Le Tunisien musulman Houcine Al-Iffrit et l'Israélien Youval Taieb ont donné de la voix en arabe et en hébreu, faisant pleurer d'émotion en implorant en duo "Allah Akbar" et "Chema Israël" ou en improvisant sur le répertoire culte d'Oum Kalsoum, la diva égyptienne de l'Orient.

"Magique!", lance Jalila, musulmane venue de Nabeul partager le moment avec son amie d'enfance juive dans cette ville du nord-est tunisien abritant autrefois de nombreux juifs.

Avec son tube, "Khalik Bjenbik" (restons ensemble), Mohamed Jebali, vedette de la chanson tunisienne, a répondu présent, lui aussi, à Djerba, en fête pour les pèlerins juifs de la Ghriba.

"C'est un vrai succès", commente Monique Hayoun, créatrice de plusieurs sites juifs, dont Ghriba.com, dégustant à l'ombre méchoui et bière fraîche dans le bâtiment jouxtant la synagogue, où des rabbins prodiguaient les dernières bénédictions.

Par petits groupes les pèlerins défilent pour une ultime prière, un voeu, allumant un dernier cierge ou préparant la parade rituelle clôturant une "hilloula" sans incidents, avant le repos du Sabbat.

Moment fort du pèlerinage, la procession consiste pour les pèlerins à marcher autour de la Menara, objet de culte orné avec autant de foulards noués que de voeux formulés pour la santé, le bonheur, la procréation.

"Pour mon frère handicapé, mon amie cancéreuse, mon fils...", compte avec patience, Isabelle, épouse Parisienne d'un natif de Djerba.

La procession part de la Ghriba au milieu des chants traditionnels et youyous de femmes avant de s'achever par l'introduction de la Menara dans la synagogue. Et le privilège de l'introduire est vendu aux enchères au profit des caisses de la communauté.

La tradition se répète depuis 180 ans à Djerba, affirme le président du comité de la Ghriba en chef d'orchestre incontesté du pèlerinage.

A l'origine, se souvient-il, la procession était destiné à collecter de l'huile pour les lampes illuminant le sanctuaire auprès des habitants.

La "ziara" qui rassemblait alors uniquement des juifs de Tunisie et de Libye était pour les jeunes une occasion rare de chercher l'âme soeur parmi leurs coreligionnaires, raconte Perez à l'AFP.

L'homme se fait "un bonheur" d'accueillir les pèlerins qu'ils viennent pour la première fois comme le Grand Rabbin de Berlin Avraham Daos, ou la nième fois comme Toni Fellah, doyenne des juifs de Libye exilée en Italie.

"Kadhafi nous a virés, la Tunisie nous permet de respirer l'air du pays", déclare l'Italien Filo.
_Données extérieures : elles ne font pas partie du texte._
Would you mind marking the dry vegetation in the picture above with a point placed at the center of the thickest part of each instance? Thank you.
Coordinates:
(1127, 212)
Son compatriote Khaldoun acquiesce, sous l'oeil des policiers surveillant le déroulement des rites à l'endroit même, où s'était produit l'attentat meurtrier revendiqué par Al-Qaïda le 11 avril 2002.

Le président de la Fédération des associations juives, Gabriel Kabla, salue une "vue juste" du gouvernement tunisien pour sa "volonté de soutenir la pérennité du pèlerinage" à la Ghriba.

Ce lieu, vieux de 2500 ans selon la légende, accueille annuellement entre le 14è et 18è jour d'Iyyar du calendrier lunaire juif (mai) les descendants de juifs ayant fui la Judée après la destruction du temple de Salomon par Nabuchodonosor.